MoEUT: Mixture-of-Experts Universal Transformers
Róbert Csordás, Kazuki Irie, Jürgen Schmidhuber, Christopher Potts, Christopher D. Manning
TL;DR
This work tackles the inefficiency of shared-layer Universal Transformers by introducing MoEUT, a mixture-of-experts UT that decouples parameters from compute. It combines sigma-MoE FFN blocks and SwitchHead MoE attention with two innovations—layer grouping and peri-layernorm—to enable scalable, parameter-efficient UTs. Empirical results on C4, SlimPajama, peS2o, and The Stack show MoEUT matching or slightly surpassing parameter-matched dense Transformers with reduced compute and memory, and strong zero-shot performance. The paper also provides thorough analyses of expert routing and discusses limitations and avenues for massive scaling, suggesting a path for reviving UT research at large scales.
Abstract
Previous work on Universal Transformers (UTs) has demonstrated the importance of parameter sharing across layers. By allowing recurrence in depth, UTs have advantages over standard Transformers in learning compositional generalizations, but layer-sharing comes with a practical limitation of parameter-compute ratio: it drastically reduces the parameter count compared to the non-shared model with the same dimensionality. Naively scaling up the layer size to compensate for the loss of parameters makes its computational resource requirements prohibitive. In practice, no previous work has succeeded in proposing a shared-layer Transformer design that is competitive in parameter count-dominated tasks such as language modeling.

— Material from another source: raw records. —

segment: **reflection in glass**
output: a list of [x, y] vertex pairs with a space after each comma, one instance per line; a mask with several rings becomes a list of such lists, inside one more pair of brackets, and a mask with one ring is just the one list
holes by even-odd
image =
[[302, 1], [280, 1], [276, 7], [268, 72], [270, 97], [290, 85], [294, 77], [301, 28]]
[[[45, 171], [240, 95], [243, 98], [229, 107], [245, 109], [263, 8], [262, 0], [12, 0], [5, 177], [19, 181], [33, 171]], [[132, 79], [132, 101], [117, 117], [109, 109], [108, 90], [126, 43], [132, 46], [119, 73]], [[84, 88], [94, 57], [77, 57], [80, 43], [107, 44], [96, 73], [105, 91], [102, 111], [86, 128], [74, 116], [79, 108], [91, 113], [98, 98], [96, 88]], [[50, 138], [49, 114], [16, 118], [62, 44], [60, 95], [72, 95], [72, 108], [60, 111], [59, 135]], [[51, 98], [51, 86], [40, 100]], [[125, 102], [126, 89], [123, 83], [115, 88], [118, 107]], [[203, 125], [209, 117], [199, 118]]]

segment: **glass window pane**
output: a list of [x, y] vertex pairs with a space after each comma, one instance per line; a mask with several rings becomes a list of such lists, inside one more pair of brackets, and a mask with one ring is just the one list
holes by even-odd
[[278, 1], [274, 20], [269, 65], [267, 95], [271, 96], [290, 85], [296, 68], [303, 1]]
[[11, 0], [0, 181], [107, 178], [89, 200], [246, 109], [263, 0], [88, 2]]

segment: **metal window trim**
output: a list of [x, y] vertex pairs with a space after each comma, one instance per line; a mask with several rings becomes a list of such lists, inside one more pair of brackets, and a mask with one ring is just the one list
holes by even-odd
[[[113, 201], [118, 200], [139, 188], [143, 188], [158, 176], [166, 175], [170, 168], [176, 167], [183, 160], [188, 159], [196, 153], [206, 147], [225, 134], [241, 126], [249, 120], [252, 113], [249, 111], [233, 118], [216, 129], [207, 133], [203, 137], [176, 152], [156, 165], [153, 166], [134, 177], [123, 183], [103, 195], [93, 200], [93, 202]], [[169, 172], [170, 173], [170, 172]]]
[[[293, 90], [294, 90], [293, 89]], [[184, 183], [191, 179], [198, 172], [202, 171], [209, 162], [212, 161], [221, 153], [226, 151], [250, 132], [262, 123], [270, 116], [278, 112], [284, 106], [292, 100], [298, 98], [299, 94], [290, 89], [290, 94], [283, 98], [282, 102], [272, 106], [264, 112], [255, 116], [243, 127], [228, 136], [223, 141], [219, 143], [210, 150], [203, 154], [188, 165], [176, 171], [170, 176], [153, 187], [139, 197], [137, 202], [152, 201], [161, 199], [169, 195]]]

Here we propose MoEUT (pronounced "moot"), an effective mixture-of-experts (MoE)-based shared-layer Transformer architecture, which combines several recent advances in MoEs for both feedforward and attention layers of standard Transformers together with novel layer-normalization and grouping schemes that are specific and crucial to UTs. The resulting UT model, for the first time, slightly outperforms standard Transformers on language modeling tasks such as BLiMP and PIQA, while using significantly less compute and memory.